Scraping websites that heavily rely on JavaScript can be quite challenging. Traditional web scraping methods may not work efficiently in such cases. However, with the help of Scrapy, a powerful web scraping framework in Python, we can easily scrape JavaScript-rendered web pages.

In this tutorial, we will focus on scraping JavaScript-rendered pages using Scrapy. Let’s get started!

Prerequisites

Python 3.x installed on your system
Scrapy library installed (pip install scrapy)

Creating a Scrapy project

First, let’s create a new Scrapy project. Open your terminal or command prompt and run the following command:

scrapy startproject javascript_scraping

This will create a new directory named javascript_scraping with the basic structure for our project.

Next, create a new Scrapy spider using the following command:

cd javascript_scraping
scrapy genspider javascript_spider example.com

Replace example.com with the URL of the website you want to scrape.

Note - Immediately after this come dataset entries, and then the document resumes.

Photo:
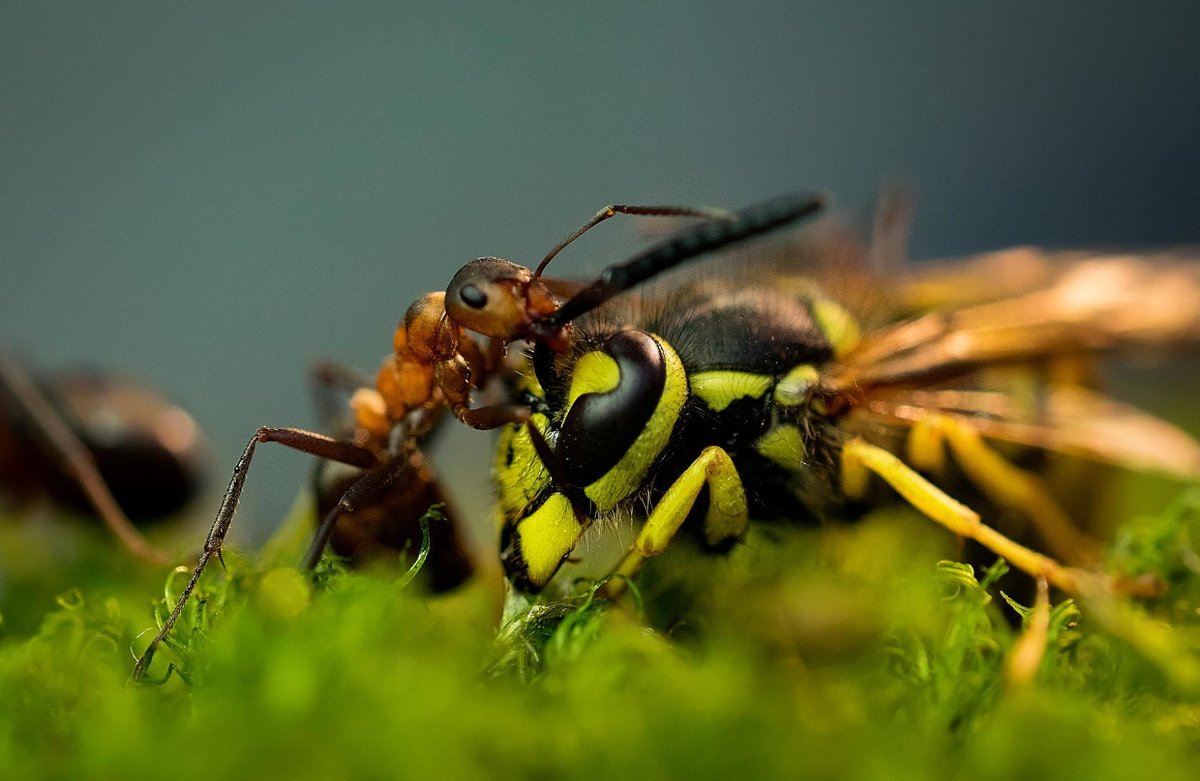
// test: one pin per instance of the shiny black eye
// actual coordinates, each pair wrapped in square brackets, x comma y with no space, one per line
[473,296]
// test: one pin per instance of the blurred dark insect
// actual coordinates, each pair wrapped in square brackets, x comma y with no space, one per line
[97,443]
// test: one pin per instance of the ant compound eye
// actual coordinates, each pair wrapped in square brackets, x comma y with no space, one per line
[473,296]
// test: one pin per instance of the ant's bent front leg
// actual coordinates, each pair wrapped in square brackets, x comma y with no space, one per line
[298,439]
[454,378]
[363,492]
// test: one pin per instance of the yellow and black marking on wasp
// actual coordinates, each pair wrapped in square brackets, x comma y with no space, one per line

Configuring Scrapy to render JavaScript

To enable JavaScript execution in Scrapy, we need to use a middleware called SplashMiddleware. Splash is a lightweight web rendering service that allows us to interact with JavaScript-rendered pages.

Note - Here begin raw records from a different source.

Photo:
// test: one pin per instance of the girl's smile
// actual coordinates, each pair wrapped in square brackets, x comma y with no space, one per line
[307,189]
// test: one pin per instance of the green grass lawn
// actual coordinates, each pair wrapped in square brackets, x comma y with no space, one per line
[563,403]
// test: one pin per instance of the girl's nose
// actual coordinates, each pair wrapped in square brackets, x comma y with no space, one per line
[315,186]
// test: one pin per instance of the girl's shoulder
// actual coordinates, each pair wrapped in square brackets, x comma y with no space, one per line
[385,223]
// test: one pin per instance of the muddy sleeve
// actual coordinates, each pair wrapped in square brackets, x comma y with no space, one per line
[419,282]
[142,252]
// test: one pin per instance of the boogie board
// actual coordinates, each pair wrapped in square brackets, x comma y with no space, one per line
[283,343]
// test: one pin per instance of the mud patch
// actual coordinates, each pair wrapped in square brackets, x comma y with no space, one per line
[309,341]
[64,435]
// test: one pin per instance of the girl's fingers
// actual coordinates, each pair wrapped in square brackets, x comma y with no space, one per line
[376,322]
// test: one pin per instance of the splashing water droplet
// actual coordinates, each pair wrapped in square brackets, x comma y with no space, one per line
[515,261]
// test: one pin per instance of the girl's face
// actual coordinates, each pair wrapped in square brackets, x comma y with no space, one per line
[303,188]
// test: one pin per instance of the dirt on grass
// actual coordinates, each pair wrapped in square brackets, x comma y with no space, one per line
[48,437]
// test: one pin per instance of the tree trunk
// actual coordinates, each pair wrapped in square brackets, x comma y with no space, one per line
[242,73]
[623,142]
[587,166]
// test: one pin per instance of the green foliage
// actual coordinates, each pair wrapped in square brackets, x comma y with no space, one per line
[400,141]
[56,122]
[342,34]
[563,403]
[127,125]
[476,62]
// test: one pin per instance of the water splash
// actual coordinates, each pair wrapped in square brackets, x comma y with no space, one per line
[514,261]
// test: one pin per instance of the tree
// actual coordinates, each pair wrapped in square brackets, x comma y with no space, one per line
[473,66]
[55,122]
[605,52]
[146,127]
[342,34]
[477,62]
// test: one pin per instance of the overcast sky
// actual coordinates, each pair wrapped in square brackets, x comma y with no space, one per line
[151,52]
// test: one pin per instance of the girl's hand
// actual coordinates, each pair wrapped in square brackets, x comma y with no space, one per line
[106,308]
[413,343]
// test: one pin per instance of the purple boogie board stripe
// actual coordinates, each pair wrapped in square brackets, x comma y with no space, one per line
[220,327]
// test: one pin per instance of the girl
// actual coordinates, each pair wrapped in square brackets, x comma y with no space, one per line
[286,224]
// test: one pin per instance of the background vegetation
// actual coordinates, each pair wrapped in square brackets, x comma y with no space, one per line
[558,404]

First, install Splash using the following command:

pip install scrapy-splash

Next, open the settings.py file in your project and add the following lines:

SPLASH_URL = 'http://localhost:8050/'
DOWNLOADER_MIDDLEWARES = {
    'scrapy_splash.SplashCookiesMiddleware': 723,
    'scrapy_splash.SplashMiddleware': 725,
    'scrapy.downloadermiddlewares.httpcompression.HttpCompressionMiddleware': 810,
}

SPIDER_MIDDLEWARES = {
    'scrapy_splash.SplashDeduplicateArgsMiddleware': 100,
}

DUPEFILTER_CLASS = 'scrapy_splash.SplashAwareDupeFilter'

Ensure that you have Splash running on your system. You can install and run Splash using Docker by running the following commands:

docker pull scrapinghub/splash
docker run -p 8050:8050 scrapinghub/splash

Modifying the Scrapy spider

Now, open the spider file javascript_spider.py located in the spiders directory. Update the spider’s start_requests method as follows:

import scrapy
from scrapy_splash import SplashRequest

class JavascriptSpider(scrapy.Spider):
    name = 'javascript_spider'
    allowed_domains = ['example.com']

    def start_requests(self):
        urls = ['http://example.com/page1', 'http://example.com/page2']
        for url in urls:
            yield SplashRequest(url=url, callback=self.parse, endpoint='render.html')

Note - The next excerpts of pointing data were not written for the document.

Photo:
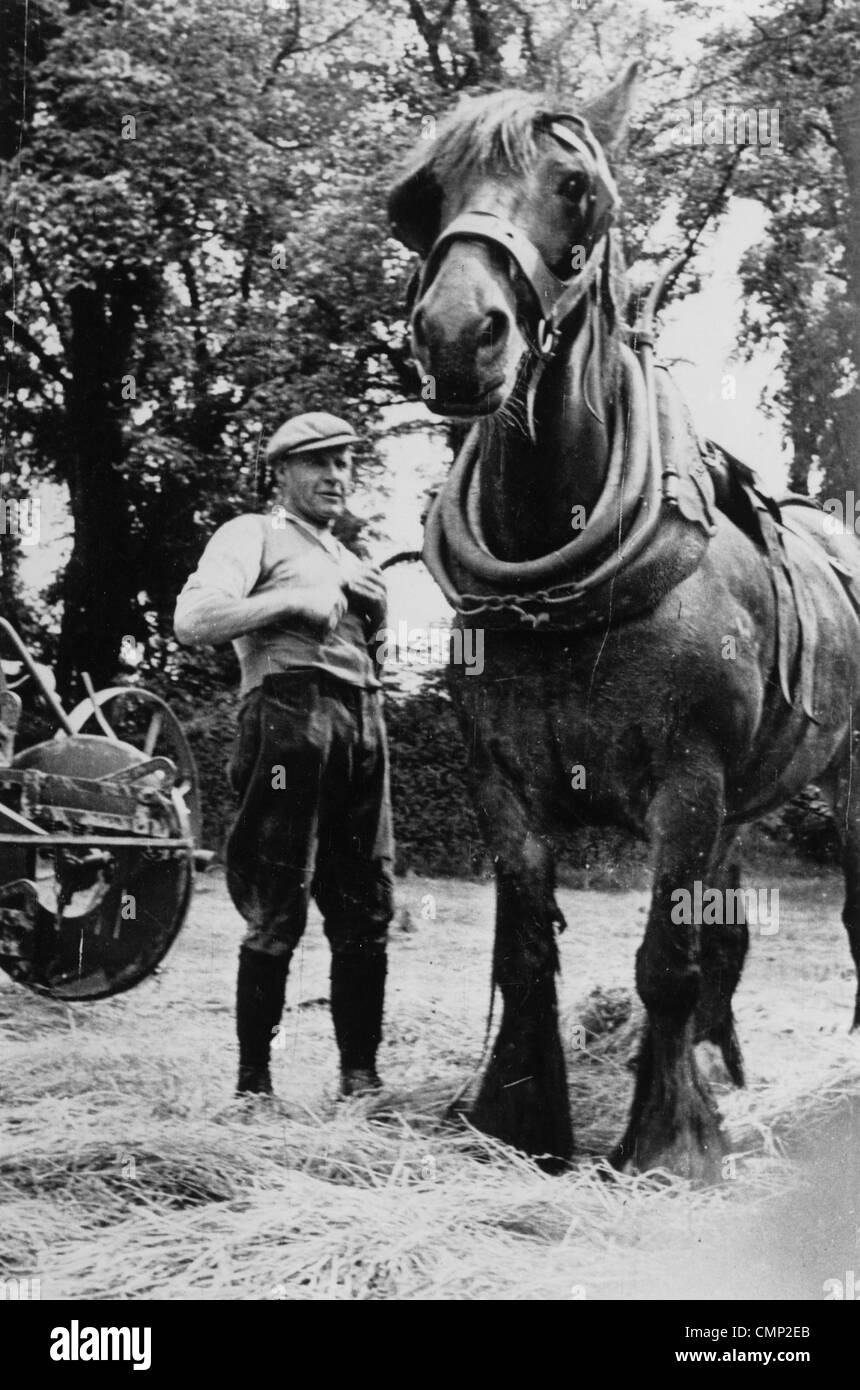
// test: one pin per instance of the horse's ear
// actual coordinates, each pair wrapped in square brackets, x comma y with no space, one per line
[609,113]
[414,206]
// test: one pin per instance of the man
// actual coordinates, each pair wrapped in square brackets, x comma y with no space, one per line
[310,762]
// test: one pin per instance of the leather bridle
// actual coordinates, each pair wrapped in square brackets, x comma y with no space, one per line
[555,299]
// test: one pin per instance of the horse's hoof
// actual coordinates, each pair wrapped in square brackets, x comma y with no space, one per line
[693,1151]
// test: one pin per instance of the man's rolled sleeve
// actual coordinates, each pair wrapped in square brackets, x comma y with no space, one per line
[228,570]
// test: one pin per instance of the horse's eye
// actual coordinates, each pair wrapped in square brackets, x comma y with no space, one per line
[574,186]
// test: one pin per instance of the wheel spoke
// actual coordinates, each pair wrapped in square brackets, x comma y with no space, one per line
[152,734]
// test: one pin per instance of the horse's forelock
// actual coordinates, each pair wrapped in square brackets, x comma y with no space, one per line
[485,135]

    def parse(self, response):
        # Process the JavaScript-rendered page here
        pass

Replace example.com/page1 and example.com/page2 with the URLs of the pages you want to scrape.

Running the Scrapy spider

To run the Scrapy spider and start scraping the JavaScript-rendered pages, use the following command:

scrapy crawl javascript_spider

Scrapy will send requests to Splash, which will render the JavaScript and return the HTML content to Scrapy for further processing.

Conclusion

In this tutorial, we learned how to scrape JavaScript-rendered pages using Scrapy. We used the Splash middleware to enable JavaScript execution in Scrapy and modified the spider to send requests to Splash for rendering. Scrapy then processed the rendered HTML content to extract the desired data.

Scraping JavaScript-rendered pages can open up a whole new world of possibilities for web scraping. With Scrapy and Splash, you can easily scrape websites that heavily depend on JavaScript. Remember to use web scraping responsibly and always respect the website’s terms of use. Happy scraping!